There's two ways to go, or at least there was for me.
If you want to stay with the water, syrup, juice/puree route, get one of these.http://pastrychef.co...ter_2121441.htm
Measuring Baume is how you're going to get a creamy texture(18 to 20degrees) that has less chances of going rock hard on you.
Getting the balance right is very important and this will help greatly, at least it did for me.
If you want to go the other route for sorbes, using atomized glucose, stabilizers, etc., which I'm in no way "pooh pooing", then you should try the Cremoden sorbet stabilizer, it's either #30 or #64, and on the back of the can there's charts that serve as a guideline for either sweet or acidic fruits.
It's quite helpful.
Most of the time I make my sorbets "straight", mainly because I find it works for me and also because making the sorbet "base" is more efficient in large quanities, so you have it on hand and just use either the sweet fruit base or the acidic fruit base.
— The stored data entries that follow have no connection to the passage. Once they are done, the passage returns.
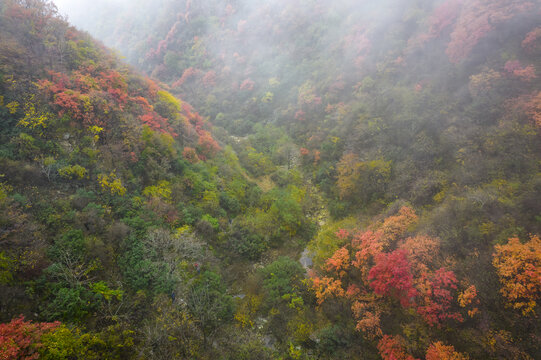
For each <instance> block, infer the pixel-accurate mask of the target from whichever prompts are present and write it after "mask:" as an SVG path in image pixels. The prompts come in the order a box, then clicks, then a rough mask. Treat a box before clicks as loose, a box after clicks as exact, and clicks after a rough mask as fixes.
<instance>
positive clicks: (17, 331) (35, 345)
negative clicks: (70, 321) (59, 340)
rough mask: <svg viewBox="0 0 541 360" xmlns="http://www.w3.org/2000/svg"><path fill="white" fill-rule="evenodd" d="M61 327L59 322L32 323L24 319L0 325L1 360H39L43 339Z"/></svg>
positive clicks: (30, 321)
mask: <svg viewBox="0 0 541 360" xmlns="http://www.w3.org/2000/svg"><path fill="white" fill-rule="evenodd" d="M58 326H60V323H59V322H53V323H32V322H31V321H25V320H24V317H23V316H21V317H19V318H16V319H13V320H11V322H9V323H6V324H0V359H3V360H17V359H26V360H31V359H38V358H39V353H38V350H39V349H40V348H41V347H42V346H43V344H42V343H41V337H42V336H43V335H45V334H47V333H49V332H51V331H52V330H54V329H55V328H57V327H58Z"/></svg>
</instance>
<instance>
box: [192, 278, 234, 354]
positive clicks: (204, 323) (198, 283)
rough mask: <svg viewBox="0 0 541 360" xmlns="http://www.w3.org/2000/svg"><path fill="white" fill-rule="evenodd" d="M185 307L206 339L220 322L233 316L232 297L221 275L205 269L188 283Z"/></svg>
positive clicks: (224, 322)
mask: <svg viewBox="0 0 541 360" xmlns="http://www.w3.org/2000/svg"><path fill="white" fill-rule="evenodd" d="M186 302H187V307H188V310H189V311H190V313H191V314H192V315H193V317H194V319H195V321H196V324H197V326H198V327H199V328H200V329H201V331H202V332H203V335H204V342H205V344H206V339H207V338H208V337H209V336H210V335H211V334H212V333H213V332H214V331H215V330H216V329H217V328H218V327H219V326H221V325H222V324H224V323H226V322H227V321H229V320H231V319H232V318H233V298H232V297H231V296H229V295H227V294H226V288H225V286H224V284H223V282H222V279H221V277H220V276H219V275H218V274H216V273H214V272H211V271H205V272H203V273H202V274H201V276H200V277H199V278H197V279H195V281H194V282H193V284H191V285H190V287H189V288H188V290H187V294H186Z"/></svg>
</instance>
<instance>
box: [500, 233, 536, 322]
mask: <svg viewBox="0 0 541 360" xmlns="http://www.w3.org/2000/svg"><path fill="white" fill-rule="evenodd" d="M495 250H496V252H495V253H494V254H493V261H492V263H493V264H494V267H495V268H496V271H497V273H498V276H499V278H500V282H501V284H502V288H501V290H500V292H501V293H502V295H503V296H504V297H505V299H506V300H507V306H508V307H511V308H514V309H517V310H521V312H522V314H523V315H534V314H535V308H536V307H537V302H538V301H539V300H540V299H541V239H539V236H538V235H531V236H530V240H529V241H527V242H525V243H521V241H520V240H519V239H518V238H517V237H513V238H509V240H508V242H507V244H504V245H496V247H495Z"/></svg>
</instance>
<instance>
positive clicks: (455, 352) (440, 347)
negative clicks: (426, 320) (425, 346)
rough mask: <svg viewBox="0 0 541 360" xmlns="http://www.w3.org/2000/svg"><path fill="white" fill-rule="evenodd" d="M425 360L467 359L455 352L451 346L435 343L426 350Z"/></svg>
mask: <svg viewBox="0 0 541 360" xmlns="http://www.w3.org/2000/svg"><path fill="white" fill-rule="evenodd" d="M426 360H468V357H467V356H465V355H463V354H461V353H459V352H456V351H455V348H454V347H453V346H447V345H444V344H443V343H442V342H441V341H437V342H435V343H432V344H430V346H429V348H428V349H427V350H426Z"/></svg>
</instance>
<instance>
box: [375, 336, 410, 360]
mask: <svg viewBox="0 0 541 360" xmlns="http://www.w3.org/2000/svg"><path fill="white" fill-rule="evenodd" d="M404 343H405V341H404V339H403V338H402V337H401V336H398V335H397V336H389V335H384V336H383V337H382V338H381V340H380V341H379V342H378V351H379V354H380V355H381V357H382V359H383V360H418V359H415V358H414V357H413V356H411V355H409V354H408V353H407V352H406V351H405V350H404V347H405V346H404Z"/></svg>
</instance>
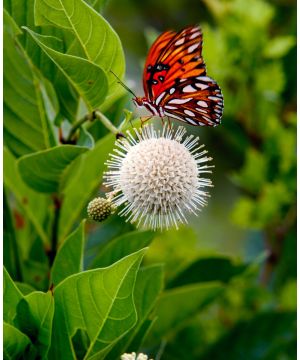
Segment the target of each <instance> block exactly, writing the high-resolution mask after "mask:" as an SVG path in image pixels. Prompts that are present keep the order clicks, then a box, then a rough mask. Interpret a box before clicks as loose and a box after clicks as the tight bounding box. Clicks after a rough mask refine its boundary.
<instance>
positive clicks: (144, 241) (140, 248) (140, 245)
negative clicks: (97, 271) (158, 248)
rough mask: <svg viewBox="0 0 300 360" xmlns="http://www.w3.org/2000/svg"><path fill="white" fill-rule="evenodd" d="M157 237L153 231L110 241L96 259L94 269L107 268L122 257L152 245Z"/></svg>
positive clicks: (120, 258) (97, 256) (113, 239)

But if not used within two weeks or so the base will go kind of murky on you.
Try the link and maybe get a hydrometer, go that way at first.
I think you'll be satisfied with the results.
Edited to add:
If you are going to be dragging your sorbets in and out of freezers, in very hot kitchens, or cooks or servers are going to be using these and leaving them out for long periods of time before remembering to put them back, you should absolutely be using a stabilizer.
Nothing will prevent crystals under those conditions.
Y.M.B.B. is also right on about watery fruits, even soda.
They're very difficult to get right, even though I never have too much trouble with lemon.
I used sorbet base( sweet) to make root beer sorbet and that was VERY tricky.
Wanted to leech like crazy!!!
Edited by tan319, 01 February 2005 - 12:55 PM.